Is India being Talibanised, or is it now being governed by frustrated men? How a couple kissing anywhere at all constitutes public harassment is beyond me. It is definitely a matter of victimless crimes. And as usual, the Indian administration believes in meting out instant harsh, harsher, harshest punishments to the ‘criminals’ indulging in these ‘crimes’, while criminals who actually harm others intentionally are tried in courts for years while they live on taxpayers’ money. That the taxpayers themselves are being harassed like this for public displays of affection is not important.
In high school, when we were given an idea of the Indian administrative system, and the Constitution (note the capital C, denoting infallibility and perfection), we were given an idea that India is a free land, where every Indian is free as long as they don’t hurt others.
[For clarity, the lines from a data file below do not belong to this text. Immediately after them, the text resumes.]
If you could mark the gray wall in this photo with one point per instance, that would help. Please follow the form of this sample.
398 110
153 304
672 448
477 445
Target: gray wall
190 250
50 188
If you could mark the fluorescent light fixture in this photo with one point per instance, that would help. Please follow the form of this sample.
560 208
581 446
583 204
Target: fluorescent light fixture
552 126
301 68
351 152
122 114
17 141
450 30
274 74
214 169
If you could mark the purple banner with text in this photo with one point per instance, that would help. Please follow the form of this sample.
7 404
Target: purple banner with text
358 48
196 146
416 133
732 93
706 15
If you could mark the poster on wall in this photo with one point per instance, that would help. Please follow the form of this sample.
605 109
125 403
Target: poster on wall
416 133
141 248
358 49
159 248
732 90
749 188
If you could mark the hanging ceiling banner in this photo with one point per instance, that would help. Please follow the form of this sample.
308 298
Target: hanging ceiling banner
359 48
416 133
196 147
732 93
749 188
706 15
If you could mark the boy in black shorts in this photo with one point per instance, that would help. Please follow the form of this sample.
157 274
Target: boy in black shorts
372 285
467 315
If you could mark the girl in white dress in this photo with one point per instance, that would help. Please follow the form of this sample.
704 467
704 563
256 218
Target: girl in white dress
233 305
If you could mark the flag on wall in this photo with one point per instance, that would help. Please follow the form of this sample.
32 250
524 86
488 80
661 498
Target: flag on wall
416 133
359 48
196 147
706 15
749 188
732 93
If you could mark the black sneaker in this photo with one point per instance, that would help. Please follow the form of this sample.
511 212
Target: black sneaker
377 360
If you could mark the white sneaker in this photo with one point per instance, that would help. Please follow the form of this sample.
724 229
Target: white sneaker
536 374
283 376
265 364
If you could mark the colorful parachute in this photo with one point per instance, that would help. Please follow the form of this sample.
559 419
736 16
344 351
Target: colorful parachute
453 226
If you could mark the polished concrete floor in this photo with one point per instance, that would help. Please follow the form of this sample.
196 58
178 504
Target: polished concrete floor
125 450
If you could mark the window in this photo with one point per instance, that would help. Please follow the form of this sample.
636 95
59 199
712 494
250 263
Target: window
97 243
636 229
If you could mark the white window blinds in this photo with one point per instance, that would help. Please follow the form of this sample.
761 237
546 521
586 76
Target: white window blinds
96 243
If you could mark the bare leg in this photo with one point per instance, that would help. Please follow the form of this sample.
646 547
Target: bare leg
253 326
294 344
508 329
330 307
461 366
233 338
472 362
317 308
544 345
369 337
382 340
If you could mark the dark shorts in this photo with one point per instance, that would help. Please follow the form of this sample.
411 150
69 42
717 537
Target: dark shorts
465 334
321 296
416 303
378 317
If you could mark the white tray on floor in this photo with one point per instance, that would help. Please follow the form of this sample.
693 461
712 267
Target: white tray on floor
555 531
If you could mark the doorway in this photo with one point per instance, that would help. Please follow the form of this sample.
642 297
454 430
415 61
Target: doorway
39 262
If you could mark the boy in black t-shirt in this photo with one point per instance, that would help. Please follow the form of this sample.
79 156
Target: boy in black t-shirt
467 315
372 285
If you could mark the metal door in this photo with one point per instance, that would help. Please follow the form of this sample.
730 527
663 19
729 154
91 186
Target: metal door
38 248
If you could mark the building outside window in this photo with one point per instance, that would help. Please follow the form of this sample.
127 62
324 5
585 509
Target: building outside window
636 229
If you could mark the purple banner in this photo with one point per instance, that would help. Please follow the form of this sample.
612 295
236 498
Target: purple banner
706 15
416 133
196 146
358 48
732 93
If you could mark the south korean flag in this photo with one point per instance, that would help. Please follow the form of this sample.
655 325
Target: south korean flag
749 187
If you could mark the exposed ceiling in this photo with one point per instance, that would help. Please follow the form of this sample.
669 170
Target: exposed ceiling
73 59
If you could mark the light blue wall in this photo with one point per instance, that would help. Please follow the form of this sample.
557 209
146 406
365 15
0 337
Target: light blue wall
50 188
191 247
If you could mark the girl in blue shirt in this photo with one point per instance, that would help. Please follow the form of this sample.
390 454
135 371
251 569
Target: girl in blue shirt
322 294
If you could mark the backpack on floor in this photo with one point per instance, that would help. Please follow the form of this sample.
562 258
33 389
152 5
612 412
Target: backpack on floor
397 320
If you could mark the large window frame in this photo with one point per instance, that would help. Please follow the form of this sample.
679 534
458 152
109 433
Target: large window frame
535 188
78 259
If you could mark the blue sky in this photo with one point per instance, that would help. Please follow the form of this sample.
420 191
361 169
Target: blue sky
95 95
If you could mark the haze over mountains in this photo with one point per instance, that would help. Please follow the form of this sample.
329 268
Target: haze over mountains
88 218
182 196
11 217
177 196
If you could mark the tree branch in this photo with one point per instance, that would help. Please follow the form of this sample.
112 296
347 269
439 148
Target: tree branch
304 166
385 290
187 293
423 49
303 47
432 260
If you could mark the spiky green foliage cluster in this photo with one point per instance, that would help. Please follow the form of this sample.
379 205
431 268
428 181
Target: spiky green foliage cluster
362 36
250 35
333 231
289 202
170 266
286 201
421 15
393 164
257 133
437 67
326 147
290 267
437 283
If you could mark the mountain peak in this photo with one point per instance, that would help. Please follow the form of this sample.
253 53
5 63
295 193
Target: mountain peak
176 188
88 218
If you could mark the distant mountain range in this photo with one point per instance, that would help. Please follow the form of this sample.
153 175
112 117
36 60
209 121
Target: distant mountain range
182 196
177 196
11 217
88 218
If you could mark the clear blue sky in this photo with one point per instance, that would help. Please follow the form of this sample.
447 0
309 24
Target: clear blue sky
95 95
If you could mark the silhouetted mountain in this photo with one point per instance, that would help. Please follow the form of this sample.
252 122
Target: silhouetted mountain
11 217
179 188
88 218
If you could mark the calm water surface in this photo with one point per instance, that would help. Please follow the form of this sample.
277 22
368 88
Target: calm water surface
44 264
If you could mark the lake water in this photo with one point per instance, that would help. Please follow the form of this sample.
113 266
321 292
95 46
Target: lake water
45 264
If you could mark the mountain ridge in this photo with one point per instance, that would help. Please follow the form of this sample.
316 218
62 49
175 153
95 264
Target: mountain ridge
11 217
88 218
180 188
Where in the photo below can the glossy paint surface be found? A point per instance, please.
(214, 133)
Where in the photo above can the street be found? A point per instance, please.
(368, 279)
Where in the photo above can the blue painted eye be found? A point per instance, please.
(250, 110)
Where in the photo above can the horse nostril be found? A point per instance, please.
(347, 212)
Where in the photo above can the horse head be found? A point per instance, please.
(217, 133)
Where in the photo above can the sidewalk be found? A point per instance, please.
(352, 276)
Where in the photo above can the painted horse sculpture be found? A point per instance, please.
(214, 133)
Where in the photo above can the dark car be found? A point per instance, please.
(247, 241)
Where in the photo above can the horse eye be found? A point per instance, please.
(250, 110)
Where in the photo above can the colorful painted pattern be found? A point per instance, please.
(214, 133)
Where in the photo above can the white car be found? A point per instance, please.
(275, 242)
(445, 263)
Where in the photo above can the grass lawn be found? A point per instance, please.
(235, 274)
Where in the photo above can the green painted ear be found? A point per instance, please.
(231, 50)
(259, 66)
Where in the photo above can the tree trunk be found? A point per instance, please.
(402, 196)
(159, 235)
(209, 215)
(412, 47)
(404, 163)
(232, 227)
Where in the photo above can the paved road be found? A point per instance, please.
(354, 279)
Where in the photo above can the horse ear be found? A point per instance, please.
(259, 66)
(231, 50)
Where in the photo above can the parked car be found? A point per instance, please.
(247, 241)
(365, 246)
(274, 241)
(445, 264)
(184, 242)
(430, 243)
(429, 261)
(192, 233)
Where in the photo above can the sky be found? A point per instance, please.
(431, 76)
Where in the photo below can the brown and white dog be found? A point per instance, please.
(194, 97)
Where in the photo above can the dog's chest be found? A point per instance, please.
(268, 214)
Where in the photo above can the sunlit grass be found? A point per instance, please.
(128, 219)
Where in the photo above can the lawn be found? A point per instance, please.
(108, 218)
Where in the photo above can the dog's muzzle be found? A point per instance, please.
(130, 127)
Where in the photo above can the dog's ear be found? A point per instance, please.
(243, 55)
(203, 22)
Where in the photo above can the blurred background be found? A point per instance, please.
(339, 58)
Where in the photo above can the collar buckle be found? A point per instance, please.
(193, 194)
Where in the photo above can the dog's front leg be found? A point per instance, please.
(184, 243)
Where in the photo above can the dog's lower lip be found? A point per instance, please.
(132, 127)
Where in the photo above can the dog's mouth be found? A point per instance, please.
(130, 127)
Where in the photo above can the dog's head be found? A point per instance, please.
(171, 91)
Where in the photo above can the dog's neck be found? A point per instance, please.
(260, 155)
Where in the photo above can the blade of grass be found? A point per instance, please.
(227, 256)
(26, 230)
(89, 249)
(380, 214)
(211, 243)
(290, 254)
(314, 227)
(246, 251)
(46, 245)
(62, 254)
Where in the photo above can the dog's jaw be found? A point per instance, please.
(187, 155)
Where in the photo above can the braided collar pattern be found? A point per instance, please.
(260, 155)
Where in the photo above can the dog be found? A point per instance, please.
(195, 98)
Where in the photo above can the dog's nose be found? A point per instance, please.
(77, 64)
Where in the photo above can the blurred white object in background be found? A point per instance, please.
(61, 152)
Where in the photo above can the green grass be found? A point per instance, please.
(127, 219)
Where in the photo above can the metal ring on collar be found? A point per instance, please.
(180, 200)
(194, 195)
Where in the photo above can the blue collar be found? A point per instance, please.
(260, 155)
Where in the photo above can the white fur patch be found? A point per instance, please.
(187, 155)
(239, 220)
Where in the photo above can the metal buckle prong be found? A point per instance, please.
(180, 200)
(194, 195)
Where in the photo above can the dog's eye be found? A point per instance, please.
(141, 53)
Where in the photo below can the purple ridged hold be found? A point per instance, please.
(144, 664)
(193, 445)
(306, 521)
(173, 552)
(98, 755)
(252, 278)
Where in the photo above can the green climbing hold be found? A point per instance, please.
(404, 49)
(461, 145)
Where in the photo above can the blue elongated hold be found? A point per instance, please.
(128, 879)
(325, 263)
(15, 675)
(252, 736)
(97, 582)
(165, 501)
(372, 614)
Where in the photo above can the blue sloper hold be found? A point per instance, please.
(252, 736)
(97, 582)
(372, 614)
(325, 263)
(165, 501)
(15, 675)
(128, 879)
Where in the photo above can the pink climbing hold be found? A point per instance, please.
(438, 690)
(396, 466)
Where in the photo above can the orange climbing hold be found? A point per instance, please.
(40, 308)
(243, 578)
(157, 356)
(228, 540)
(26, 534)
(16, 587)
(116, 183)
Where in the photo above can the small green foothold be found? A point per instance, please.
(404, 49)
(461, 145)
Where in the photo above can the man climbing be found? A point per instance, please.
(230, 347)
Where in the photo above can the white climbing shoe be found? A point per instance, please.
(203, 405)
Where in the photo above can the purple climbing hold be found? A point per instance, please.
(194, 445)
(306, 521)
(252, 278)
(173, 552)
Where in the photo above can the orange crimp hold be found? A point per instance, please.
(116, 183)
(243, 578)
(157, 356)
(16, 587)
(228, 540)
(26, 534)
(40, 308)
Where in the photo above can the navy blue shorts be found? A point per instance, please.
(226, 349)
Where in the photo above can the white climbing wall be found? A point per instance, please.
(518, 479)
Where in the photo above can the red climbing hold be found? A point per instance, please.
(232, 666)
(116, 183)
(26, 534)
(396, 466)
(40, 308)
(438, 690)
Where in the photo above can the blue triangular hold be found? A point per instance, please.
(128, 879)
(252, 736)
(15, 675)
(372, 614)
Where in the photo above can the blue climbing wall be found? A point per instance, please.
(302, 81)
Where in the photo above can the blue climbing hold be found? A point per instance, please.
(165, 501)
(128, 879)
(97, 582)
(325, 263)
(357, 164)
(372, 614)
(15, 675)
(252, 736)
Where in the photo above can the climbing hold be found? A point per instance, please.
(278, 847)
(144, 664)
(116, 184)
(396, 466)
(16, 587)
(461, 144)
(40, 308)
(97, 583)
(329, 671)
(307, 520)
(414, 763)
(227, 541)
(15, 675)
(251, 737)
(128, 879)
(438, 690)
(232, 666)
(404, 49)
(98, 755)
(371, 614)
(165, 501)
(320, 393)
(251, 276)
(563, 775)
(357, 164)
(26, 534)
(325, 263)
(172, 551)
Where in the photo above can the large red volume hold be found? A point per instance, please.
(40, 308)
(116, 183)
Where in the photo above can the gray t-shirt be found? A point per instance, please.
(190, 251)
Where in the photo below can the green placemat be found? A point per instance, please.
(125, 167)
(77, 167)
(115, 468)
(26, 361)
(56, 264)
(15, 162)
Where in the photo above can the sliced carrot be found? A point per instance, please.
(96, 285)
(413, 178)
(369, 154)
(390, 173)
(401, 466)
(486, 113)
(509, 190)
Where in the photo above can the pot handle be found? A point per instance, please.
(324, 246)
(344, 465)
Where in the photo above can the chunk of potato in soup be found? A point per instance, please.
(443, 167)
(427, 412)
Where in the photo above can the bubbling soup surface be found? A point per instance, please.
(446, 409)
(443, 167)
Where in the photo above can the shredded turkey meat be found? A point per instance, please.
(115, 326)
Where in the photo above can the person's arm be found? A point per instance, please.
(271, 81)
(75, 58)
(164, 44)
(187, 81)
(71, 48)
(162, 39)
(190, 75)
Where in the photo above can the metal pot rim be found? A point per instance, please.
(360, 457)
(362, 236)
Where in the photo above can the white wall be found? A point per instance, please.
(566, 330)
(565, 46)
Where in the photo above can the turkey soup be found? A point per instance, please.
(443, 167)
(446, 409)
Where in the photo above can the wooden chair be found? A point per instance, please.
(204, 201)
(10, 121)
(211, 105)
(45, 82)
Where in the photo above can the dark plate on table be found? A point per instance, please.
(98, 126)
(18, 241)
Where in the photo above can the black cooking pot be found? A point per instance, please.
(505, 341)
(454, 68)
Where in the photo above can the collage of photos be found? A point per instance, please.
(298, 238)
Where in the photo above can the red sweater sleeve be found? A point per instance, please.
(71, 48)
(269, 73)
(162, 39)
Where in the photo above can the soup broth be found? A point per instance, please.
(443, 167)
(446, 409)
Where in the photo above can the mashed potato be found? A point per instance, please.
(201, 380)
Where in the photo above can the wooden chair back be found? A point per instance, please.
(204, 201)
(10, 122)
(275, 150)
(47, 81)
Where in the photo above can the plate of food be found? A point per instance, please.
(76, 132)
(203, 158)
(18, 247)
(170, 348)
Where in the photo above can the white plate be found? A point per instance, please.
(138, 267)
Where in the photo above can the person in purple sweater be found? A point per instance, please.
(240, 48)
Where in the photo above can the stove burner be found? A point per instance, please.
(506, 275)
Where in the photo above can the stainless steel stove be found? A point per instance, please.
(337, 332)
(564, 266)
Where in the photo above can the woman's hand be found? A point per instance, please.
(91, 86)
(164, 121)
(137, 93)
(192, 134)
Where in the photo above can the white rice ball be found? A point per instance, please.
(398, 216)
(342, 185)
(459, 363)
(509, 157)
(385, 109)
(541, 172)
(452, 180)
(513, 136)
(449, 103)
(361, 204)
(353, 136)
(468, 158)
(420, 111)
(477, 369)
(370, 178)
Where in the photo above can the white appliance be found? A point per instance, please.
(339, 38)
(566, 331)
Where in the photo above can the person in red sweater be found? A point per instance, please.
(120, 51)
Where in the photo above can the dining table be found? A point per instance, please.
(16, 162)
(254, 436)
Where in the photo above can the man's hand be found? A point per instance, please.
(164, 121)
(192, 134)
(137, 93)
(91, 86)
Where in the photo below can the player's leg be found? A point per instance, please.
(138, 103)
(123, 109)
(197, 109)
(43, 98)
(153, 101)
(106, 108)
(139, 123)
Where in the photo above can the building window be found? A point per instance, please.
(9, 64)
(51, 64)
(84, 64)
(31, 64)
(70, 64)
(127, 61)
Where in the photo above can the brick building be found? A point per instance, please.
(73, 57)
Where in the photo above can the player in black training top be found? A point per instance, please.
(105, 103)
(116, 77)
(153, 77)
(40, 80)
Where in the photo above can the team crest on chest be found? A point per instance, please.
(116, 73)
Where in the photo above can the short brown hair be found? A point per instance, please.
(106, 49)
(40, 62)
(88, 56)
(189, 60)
We believed it to be true. And were mighty proud of it.
Now we realise, through witnessing such incidents, that it’s not as free as one would think it is.
We’d rather bow down to anyone and everyone’s fragile sensibilities, including (and especially) the religious type, than stand for freedom and peace.
Another reason why governance should not be concerned with social propriety and should be concerned more with security of the tax-paying citizens.